Robert Daniel Martin, my grandfather on my father’s side, was born in Pine Bluff, Arkansas, in 1899 and his relatives were scattered about there, Mississippi and Tennessee. In fact, I consider myself a southerner; I live in Valley Village right in the voluptuous velvet bosom of SOUTHERN California. So when Jeff Burk told me that in the first week of my two-month St. Louis vacation, we and fellow staffer Ian Tocher were going to Huntsville, Alabama for $101,000-to-win Top Fuel show, I hallucinated acid-wild on “Uncle Dave” Macon, Hank Williams SR., the stars and bars, white-only bathrooms, and Roy Hill.

My dad’s family had a rich southern heritage. He told me that the first time Grandpa bopped him was when he was 8 years old and had to confess that he lost a dozen Martin family Confederate war medals while he was playing “army” with his little pals. My grandfather told me that the Martins were related to a lot of Chapins and Simpsons in the area. You know, O.J., all of them. He said he wasn’t sure but his uncle, one Joseph Simpson, was something like an interim Lieutenant Governor of Mississippi and was hung by his thumbs and horsewhipped in the Jackson city square, before being run out of the state. In fact, no one ran him out; he did it all by himself. Something about him being a carpet salesman, carpetbagger, something like that.
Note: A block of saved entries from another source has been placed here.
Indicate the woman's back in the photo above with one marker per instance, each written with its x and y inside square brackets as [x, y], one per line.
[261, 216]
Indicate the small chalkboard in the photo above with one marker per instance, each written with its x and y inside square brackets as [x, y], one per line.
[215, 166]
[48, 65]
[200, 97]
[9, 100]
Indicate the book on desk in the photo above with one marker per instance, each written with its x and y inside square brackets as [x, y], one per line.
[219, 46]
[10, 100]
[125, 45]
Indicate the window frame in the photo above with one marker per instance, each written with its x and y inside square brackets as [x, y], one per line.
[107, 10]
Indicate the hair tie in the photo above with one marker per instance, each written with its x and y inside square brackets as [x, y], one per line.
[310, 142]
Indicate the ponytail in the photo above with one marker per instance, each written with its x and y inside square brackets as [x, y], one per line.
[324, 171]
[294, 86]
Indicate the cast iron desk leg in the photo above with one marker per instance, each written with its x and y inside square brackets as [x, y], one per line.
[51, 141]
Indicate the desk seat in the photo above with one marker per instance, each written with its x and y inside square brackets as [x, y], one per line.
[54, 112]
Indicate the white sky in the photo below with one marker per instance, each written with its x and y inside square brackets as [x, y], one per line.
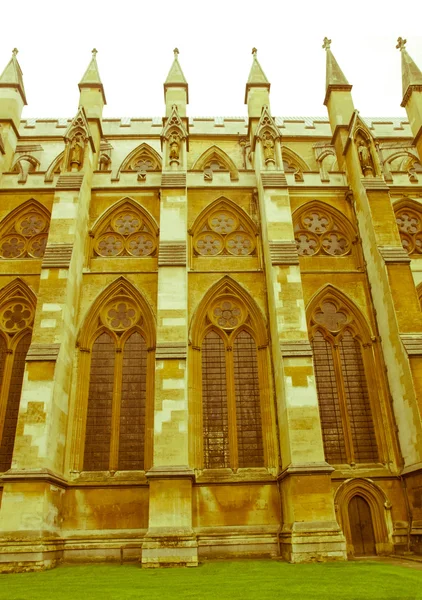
[135, 41]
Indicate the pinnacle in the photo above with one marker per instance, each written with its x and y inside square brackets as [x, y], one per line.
[175, 75]
[257, 75]
[334, 75]
[91, 77]
[12, 75]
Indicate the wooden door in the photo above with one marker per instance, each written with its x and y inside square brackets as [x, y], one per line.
[361, 527]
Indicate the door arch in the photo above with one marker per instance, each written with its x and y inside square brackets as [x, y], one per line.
[361, 527]
[379, 510]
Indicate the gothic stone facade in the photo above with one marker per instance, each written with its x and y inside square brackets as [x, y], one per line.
[210, 330]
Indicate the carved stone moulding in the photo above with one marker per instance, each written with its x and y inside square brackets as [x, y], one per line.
[176, 350]
[412, 344]
[394, 254]
[284, 253]
[173, 180]
[273, 180]
[69, 182]
[41, 352]
[172, 254]
[57, 255]
[296, 348]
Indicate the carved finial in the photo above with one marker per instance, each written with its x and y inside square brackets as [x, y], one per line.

So, I was going back “home.” Actually, I had been to the South many, many times when I worked for National DRAGSTER. Steve & Laura Earwood, the aforementioned Mr. Hill, the Couch Family, Jim Frizzell, Freddie Brown, Eric Paul Brooks, and other gentleman and ladies of the area broke me in right proper when I made the races.

But here I was going to Alabama … maybe the “Foghorn Leghorn” of the whole deal. In many ways, I was like that intellectual little chicken that Foghorn had to continually correct while he was struggling to get the chicklet’s feet solidly planted on the ground. You know … “Nice kid, just a little on the dumb side.”

I’m aware of my social shortcomings, all 1,097 of them, and I was determined to bite right into the Alabama experience. Be cool, but not a typical Yankee. I had been there only once before when my brother Ernie and I drove to the Pride, Alabama, coon dog cemetery on the recommendations of the Earwoods. I cried like a baby on that hallowed ground and would’ve probably escaped that journey without a single faux paus except we made a brief stop just before the Mississippi/Alabama border.

We went into this scantily stocked convenience store and I picked up my usual “atomic” cocktail (half pint of George Dickel and Goody’s Headache powder) and were headed for the screen door exit when I saw a stock row of Off insect repellent.

I looked over at Ernie and said, “Black Flag works great, but you can’t beat off. (Ha Ha Ha). The store clerk missed the humor.

"That sass might work in Hollywood, but it don’t work here.”

“Hey, dude, I’m just down here to find my head.”

“And it may still be here when you leave.”

Blew it. Damn, we’ll have to work on an improvement. As Steve Earwood would’ve put it, “Son, maybe we can overcome a slow start.”

Well, I was bound and determined in 2005. No wise guy-isms, just appreciation for this garden state. Burk and I rolled into Huntsville on Thursday approaching the Fourth of July Weekend and I was sure this was going to be a weekend to remember.